« Lonely Road | Main | Lonely Road »

Lonely Road

I'm feeling like I'm at that moment In Mister Roger's neighborhood when Mister Roger's finishes feeding the fish and visiting the land of make believe, he sits back down and sings a song of farewell. Similarly, it has come time for me to bid adieu as well.

It seems like such a long time ago when I decided to conform my life to Pollan's ideals about healthy eating. I look back at my first blog post and see a youthful me, earnestly trying to fit each and every Pollan rule into my dietary habits. Months past and I become more and more lax about what would be considered edible in Pollan's eyes, and it gets to a point (the Chinese bakery) where I am almost at odds against the health diet, inciting a mini rebellion within myself to not conform.

I have had my good weeks (like when I ate only Vietnamese sandwiches) and my bad (don't really want to talk about how many Little Caesar's pepperoni and sausage pizzas I have eaten to date), but at least I can be proud of myself for keeping the healthy eating idea alive within me.
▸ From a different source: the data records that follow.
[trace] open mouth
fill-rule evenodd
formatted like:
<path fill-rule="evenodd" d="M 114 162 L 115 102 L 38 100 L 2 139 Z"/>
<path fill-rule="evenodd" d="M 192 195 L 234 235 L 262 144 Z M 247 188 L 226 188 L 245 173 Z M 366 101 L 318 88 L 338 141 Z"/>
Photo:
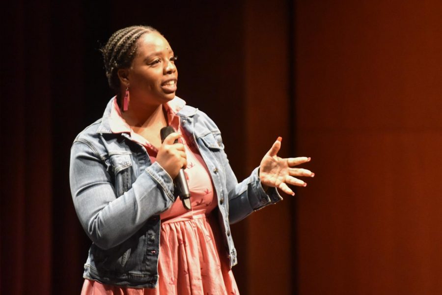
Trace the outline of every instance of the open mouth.
<path fill-rule="evenodd" d="M 176 91 L 176 80 L 172 79 L 161 84 L 161 87 L 166 93 L 171 93 Z"/>

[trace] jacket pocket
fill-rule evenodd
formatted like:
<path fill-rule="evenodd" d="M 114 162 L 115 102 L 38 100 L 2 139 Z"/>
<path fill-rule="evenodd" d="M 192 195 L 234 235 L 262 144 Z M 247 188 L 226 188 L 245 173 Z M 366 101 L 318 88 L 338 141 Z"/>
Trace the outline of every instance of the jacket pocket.
<path fill-rule="evenodd" d="M 221 133 L 219 132 L 208 133 L 204 136 L 201 136 L 200 138 L 204 143 L 204 145 L 209 149 L 214 151 L 224 149 Z"/>
<path fill-rule="evenodd" d="M 131 154 L 110 155 L 112 170 L 115 176 L 114 186 L 117 196 L 119 197 L 132 186 L 132 162 Z"/>

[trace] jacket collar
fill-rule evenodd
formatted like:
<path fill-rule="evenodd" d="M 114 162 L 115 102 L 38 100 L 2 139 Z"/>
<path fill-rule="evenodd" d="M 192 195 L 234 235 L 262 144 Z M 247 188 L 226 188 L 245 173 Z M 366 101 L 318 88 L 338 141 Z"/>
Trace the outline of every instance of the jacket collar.
<path fill-rule="evenodd" d="M 105 109 L 104 113 L 103 114 L 103 118 L 101 119 L 101 123 L 97 129 L 97 133 L 112 133 L 112 130 L 110 128 L 110 114 L 112 109 L 114 107 L 113 104 L 115 103 L 116 97 L 112 97 L 109 102 L 108 103 L 106 109 Z M 173 99 L 167 103 L 166 108 L 172 110 L 176 115 L 180 117 L 190 117 L 194 116 L 196 113 L 197 109 L 195 109 L 193 107 L 186 105 L 186 101 L 182 99 L 178 96 L 175 96 Z"/>

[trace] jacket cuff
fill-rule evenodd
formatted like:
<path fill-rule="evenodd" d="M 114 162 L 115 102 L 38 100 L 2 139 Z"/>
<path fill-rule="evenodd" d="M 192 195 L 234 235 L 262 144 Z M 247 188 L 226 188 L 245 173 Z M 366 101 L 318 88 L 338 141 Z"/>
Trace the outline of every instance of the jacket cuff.
<path fill-rule="evenodd" d="M 163 190 L 167 197 L 172 202 L 174 202 L 173 180 L 169 174 L 164 170 L 164 168 L 158 162 L 155 162 L 146 168 L 145 170 L 146 172 L 152 177 L 152 179 L 163 188 Z"/>
<path fill-rule="evenodd" d="M 250 176 L 251 178 L 250 184 L 253 191 L 255 192 L 255 194 L 251 195 L 255 196 L 256 199 L 249 201 L 255 210 L 260 209 L 268 205 L 276 204 L 282 200 L 282 197 L 279 195 L 276 187 L 269 187 L 267 192 L 264 191 L 261 183 L 261 179 L 258 176 L 259 169 L 259 167 L 255 168 Z M 254 205 L 255 206 L 253 206 Z"/>

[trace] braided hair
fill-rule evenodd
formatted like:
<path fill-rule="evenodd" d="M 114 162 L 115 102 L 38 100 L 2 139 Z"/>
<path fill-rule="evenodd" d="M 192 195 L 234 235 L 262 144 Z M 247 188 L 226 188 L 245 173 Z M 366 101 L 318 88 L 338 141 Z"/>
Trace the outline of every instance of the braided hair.
<path fill-rule="evenodd" d="M 145 26 L 125 28 L 113 33 L 101 48 L 108 82 L 117 95 L 120 92 L 118 70 L 131 66 L 137 53 L 137 41 L 145 33 L 153 31 L 158 31 Z"/>

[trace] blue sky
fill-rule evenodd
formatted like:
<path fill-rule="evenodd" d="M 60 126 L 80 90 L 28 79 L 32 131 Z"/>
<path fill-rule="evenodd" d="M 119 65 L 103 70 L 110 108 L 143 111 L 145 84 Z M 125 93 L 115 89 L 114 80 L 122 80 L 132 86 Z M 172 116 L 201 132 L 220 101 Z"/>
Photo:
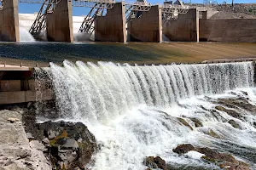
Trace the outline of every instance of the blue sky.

I have to admit, if it weren't for this blog, I probably wouldn't have been so diligent in trying to keep up to standards.

What's really astounded me is how much I think I change the world. Seriously. Prior to this food craze, I didn't do anything good for the myself or for the world. After starting up on the Pollan diet, I've found my energy levels continuing to increase and my weight continuing to decrease, but most importantly, I've started doing things that the pre-Pollan me wouldn't have done. I started volunteering at a homeless shelter, working as a peer tutor, and even advocating for safer cosmetics (and I don't even use makeup). Maybe these things don't have anything to do with my change in diet, but as the saying goes, you are what you eat. I hope that the Pollan ideals that I have been consuming have been the impetus to the actions I have taken.